Aumentano le aggressioni agli operatori sanitari: urgente richiesta di maggiori tutele. Denunciata un altra aggressione nel napoletano
Un’altra triste vicenda di violenza si è consumata all’interno di un ospedale napoletano, mettendo in evidenza una volta di più la vulnerabilità degli operatori sanitari sul fronte della sicurezza sul lavoro. Sabato scorso, una infermiera di triage presso l’Ospedale del Mare è stata brutalmente aggredita da una paziente in attesa di visita. La professionista è stata trascinata per i capelli per diversi metri, subendo lesioni che le hanno procurato una prognosi di cinque giorni.
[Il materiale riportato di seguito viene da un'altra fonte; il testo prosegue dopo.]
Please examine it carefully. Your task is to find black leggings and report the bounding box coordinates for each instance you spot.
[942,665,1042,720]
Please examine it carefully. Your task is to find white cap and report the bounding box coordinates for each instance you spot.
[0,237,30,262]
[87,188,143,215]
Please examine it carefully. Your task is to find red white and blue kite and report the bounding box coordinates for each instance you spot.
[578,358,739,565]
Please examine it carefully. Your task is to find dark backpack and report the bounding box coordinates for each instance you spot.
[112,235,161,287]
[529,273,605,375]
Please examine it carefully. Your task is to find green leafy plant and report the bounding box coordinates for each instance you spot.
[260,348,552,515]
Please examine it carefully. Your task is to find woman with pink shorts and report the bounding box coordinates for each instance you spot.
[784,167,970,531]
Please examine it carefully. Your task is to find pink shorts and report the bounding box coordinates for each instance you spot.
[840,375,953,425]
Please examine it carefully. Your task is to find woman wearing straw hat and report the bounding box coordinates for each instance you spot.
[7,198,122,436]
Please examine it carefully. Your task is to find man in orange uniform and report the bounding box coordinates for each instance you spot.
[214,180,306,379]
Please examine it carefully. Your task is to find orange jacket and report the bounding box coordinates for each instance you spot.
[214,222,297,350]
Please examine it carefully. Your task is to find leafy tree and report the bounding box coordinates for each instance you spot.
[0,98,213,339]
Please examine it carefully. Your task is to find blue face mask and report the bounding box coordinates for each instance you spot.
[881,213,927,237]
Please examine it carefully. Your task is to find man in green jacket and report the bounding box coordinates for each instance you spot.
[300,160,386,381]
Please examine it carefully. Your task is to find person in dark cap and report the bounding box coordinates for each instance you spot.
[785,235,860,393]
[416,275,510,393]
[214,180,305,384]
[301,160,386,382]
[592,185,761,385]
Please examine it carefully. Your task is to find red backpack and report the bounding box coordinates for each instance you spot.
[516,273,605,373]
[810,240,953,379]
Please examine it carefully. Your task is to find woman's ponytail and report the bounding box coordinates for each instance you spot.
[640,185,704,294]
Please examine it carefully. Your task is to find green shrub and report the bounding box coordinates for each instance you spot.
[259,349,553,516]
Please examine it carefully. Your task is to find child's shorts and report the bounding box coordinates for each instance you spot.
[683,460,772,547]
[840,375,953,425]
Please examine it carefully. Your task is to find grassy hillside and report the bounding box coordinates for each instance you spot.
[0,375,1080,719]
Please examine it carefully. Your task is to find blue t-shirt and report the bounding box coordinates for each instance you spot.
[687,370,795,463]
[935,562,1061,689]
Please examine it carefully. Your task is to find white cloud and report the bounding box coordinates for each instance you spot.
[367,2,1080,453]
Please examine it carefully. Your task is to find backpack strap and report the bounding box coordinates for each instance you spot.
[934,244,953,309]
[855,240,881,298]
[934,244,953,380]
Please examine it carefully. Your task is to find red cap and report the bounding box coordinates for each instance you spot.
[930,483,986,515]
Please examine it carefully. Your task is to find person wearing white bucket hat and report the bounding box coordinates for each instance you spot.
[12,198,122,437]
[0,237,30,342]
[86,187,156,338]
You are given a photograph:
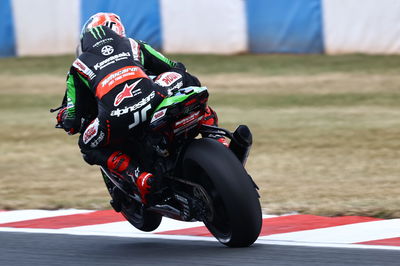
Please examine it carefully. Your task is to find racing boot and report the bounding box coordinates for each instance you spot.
[200,106,229,147]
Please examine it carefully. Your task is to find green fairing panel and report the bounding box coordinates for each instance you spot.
[142,43,175,67]
[67,74,76,118]
[154,87,207,113]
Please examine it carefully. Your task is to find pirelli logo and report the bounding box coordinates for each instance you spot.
[89,26,106,40]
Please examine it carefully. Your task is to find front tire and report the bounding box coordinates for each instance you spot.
[100,169,162,232]
[183,138,262,247]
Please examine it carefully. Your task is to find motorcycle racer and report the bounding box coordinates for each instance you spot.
[57,13,222,207]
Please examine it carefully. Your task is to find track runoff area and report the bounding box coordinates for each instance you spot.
[0,209,400,250]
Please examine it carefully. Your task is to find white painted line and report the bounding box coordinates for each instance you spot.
[262,219,400,244]
[0,209,93,224]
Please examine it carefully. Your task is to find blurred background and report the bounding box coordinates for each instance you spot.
[0,0,400,217]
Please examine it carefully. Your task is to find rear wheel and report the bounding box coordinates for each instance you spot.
[183,139,262,247]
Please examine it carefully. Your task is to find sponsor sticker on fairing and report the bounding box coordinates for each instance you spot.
[150,109,167,123]
[94,52,131,70]
[110,91,156,117]
[129,39,140,62]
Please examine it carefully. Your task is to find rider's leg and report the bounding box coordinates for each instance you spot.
[79,118,155,203]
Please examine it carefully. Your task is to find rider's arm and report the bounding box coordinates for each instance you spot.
[62,67,95,134]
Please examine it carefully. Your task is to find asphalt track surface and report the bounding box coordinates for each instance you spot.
[0,232,400,266]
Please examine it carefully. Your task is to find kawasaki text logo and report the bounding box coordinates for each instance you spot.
[89,26,106,40]
[94,52,131,70]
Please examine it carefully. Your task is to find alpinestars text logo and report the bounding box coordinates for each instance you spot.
[114,79,142,106]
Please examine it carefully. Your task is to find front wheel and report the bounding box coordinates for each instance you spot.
[100,169,162,232]
[183,138,262,247]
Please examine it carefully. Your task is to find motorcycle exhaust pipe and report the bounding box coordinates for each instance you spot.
[229,125,253,166]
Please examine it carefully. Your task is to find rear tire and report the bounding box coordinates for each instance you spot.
[183,138,262,247]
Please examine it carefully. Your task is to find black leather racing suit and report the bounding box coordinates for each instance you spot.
[62,26,200,165]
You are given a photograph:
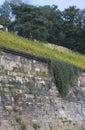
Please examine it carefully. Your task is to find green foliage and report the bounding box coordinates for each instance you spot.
[21,124,27,130]
[0,31,85,69]
[33,123,40,130]
[51,59,80,97]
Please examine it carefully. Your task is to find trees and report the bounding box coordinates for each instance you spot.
[0,1,10,27]
[12,4,48,41]
[61,6,83,52]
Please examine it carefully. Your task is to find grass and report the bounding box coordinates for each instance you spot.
[0,30,85,69]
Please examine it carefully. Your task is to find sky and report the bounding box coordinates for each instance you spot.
[0,0,85,11]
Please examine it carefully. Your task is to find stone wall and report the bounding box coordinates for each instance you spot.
[0,52,85,130]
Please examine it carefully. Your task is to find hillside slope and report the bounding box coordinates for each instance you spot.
[0,31,85,69]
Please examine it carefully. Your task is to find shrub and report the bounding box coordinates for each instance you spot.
[51,59,81,97]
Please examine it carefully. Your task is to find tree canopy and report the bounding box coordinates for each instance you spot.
[0,0,85,53]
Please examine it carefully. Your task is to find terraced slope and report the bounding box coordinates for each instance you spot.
[0,30,85,69]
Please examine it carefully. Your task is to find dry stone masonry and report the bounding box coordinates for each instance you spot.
[0,51,85,130]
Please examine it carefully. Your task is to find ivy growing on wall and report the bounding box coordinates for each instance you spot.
[50,59,81,97]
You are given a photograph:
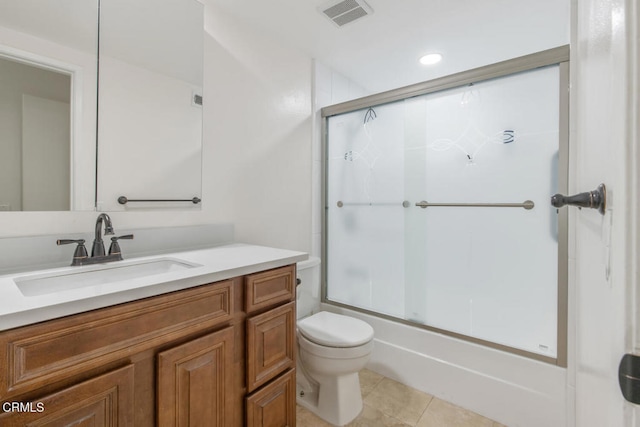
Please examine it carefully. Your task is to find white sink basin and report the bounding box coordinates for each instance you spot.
[13,258,200,297]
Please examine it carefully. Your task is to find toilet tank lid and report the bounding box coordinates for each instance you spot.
[298,311,373,347]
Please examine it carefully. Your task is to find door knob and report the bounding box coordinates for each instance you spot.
[551,184,607,215]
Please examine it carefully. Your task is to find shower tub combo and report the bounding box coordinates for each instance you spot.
[322,47,571,426]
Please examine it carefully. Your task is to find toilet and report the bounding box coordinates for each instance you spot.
[296,257,373,426]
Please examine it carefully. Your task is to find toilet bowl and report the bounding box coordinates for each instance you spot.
[296,258,373,426]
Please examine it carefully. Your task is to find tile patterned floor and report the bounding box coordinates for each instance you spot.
[296,369,506,427]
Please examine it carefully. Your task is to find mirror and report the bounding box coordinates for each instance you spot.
[0,0,204,211]
[97,0,204,211]
[0,0,98,211]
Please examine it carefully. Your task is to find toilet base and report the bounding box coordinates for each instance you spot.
[296,370,363,426]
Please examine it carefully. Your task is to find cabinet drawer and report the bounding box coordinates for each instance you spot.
[0,280,233,399]
[247,302,296,392]
[245,265,296,313]
[0,365,134,427]
[247,369,296,427]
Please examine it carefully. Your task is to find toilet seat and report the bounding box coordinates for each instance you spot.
[298,311,373,348]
Il motivo di tale violenza? L’impazienza. Una situazione purtroppo non isolata, come denuncia l’associazione “Nessuno Tocchi Ippocrate” attraverso i suoi canali ufficiali di comunicazione. Quest’ultima aggressione si inserisce in un triste elenco di episodi simili, che hanno colpito gli operatori sanitari nell’ambito del distretto dell’ASL Napoli 1. La gravità di questo trend è ulteriormente sottolineata dal fatto che questa è stata la ventesima aggressione registrata dall’inizio del 2024, gettando luce su una realtà allarmante che richiede una risposta immediata e decisa.
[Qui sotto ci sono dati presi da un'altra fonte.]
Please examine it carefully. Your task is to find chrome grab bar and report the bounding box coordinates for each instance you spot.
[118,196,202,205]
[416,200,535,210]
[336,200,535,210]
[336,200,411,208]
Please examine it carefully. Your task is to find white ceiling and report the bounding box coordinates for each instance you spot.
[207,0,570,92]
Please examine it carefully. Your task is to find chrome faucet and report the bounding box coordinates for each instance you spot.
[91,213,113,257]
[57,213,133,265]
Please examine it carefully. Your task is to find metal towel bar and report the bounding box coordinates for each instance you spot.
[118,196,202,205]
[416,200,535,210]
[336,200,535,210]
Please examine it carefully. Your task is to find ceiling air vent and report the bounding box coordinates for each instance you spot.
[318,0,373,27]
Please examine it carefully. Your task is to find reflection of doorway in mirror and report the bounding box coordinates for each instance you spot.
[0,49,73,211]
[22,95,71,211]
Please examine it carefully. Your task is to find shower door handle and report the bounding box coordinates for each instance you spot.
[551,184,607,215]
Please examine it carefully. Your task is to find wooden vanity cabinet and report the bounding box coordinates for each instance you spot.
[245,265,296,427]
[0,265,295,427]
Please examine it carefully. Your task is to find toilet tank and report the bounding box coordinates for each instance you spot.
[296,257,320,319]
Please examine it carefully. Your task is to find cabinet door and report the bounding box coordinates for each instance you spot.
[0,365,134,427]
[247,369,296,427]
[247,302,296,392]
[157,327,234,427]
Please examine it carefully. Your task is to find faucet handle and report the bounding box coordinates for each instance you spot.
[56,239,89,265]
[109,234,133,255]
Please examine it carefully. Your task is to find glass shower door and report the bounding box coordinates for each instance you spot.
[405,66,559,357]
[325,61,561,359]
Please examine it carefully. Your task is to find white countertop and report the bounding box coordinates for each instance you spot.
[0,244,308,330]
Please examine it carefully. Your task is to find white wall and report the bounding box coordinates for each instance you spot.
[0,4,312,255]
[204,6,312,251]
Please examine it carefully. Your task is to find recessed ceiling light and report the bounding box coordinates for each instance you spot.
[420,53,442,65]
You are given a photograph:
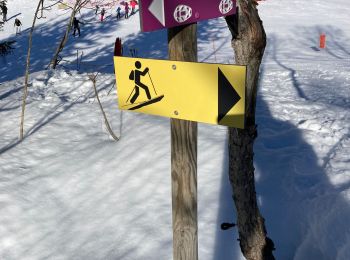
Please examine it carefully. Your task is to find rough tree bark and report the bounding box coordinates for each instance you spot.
[229,0,274,260]
[19,0,44,141]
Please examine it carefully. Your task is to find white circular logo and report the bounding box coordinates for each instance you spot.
[174,5,192,23]
[219,0,233,14]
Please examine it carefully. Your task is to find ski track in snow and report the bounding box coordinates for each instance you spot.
[0,0,350,260]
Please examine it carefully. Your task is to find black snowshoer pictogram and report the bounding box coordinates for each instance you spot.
[126,61,164,110]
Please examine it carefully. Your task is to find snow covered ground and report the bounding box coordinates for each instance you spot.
[0,0,350,260]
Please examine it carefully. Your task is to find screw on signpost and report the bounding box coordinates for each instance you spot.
[320,33,326,49]
[168,23,198,260]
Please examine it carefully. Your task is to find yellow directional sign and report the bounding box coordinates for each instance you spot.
[114,57,246,128]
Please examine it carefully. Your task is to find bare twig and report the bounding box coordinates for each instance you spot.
[89,73,119,141]
[20,0,44,141]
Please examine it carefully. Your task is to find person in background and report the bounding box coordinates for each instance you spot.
[101,8,106,22]
[13,18,22,35]
[117,6,122,20]
[0,3,7,22]
[73,17,82,37]
[124,2,129,19]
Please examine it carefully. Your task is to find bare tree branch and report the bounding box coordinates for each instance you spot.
[20,0,44,141]
[89,73,119,141]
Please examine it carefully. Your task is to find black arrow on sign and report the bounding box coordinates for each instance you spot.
[218,68,241,123]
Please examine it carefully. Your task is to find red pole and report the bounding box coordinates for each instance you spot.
[320,33,326,49]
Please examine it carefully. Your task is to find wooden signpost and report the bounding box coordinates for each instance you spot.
[168,23,198,260]
[114,0,246,260]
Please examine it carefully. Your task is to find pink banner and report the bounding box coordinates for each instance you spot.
[140,0,236,32]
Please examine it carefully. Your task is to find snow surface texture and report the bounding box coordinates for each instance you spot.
[0,0,350,260]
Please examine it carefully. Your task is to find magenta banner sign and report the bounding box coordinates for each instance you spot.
[140,0,236,32]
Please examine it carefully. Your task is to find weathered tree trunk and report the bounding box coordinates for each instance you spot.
[229,0,274,260]
[19,0,44,140]
[168,24,198,260]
Il personale sanitario è impegnato ogni giorno nella cura e nell’assistenza ai pazienti, spesso lavorando in condizioni stressanti e sotto pressione. La loro sicurezza sul lavoro dovrebbe essere garantita come priorità assoluta, ma purtroppo questa non sembra essere la realtà. Le tutele attuali si dimostrano ancora insufficienti di fronte a un problema che continua a crescere in proporzione e in gravità.
La violenza contro gli operatori sanitari non solo mette a rischio la loro integrità fisica e mentale, ma mina anche la fiducia nel sistema sanitario nel suo complesso. È imperativo che vengano adottate misure concrete per contrastare questa tendenza inaccettabile. È necessario un intervento urgente da parte delle autorità competenti per migliorare la sicurezza all’interno degli ospedali e fornire adeguata protezione al personale sanitario.
L’associazione “Nessuno Tocchi Ippocrate” solleva quindi un grido d’allarme, sottolineando l’importanza cruciale di affrontare con determinazione questo problema. La violenza contro gli operatori sanitari non può essere tollerata né ignorata. È fondamentale agire ora, prima che altre vite vengano messe in pericolo e prima che la fiducia nel nostro sistema sanitario venga ulteriormente erosa.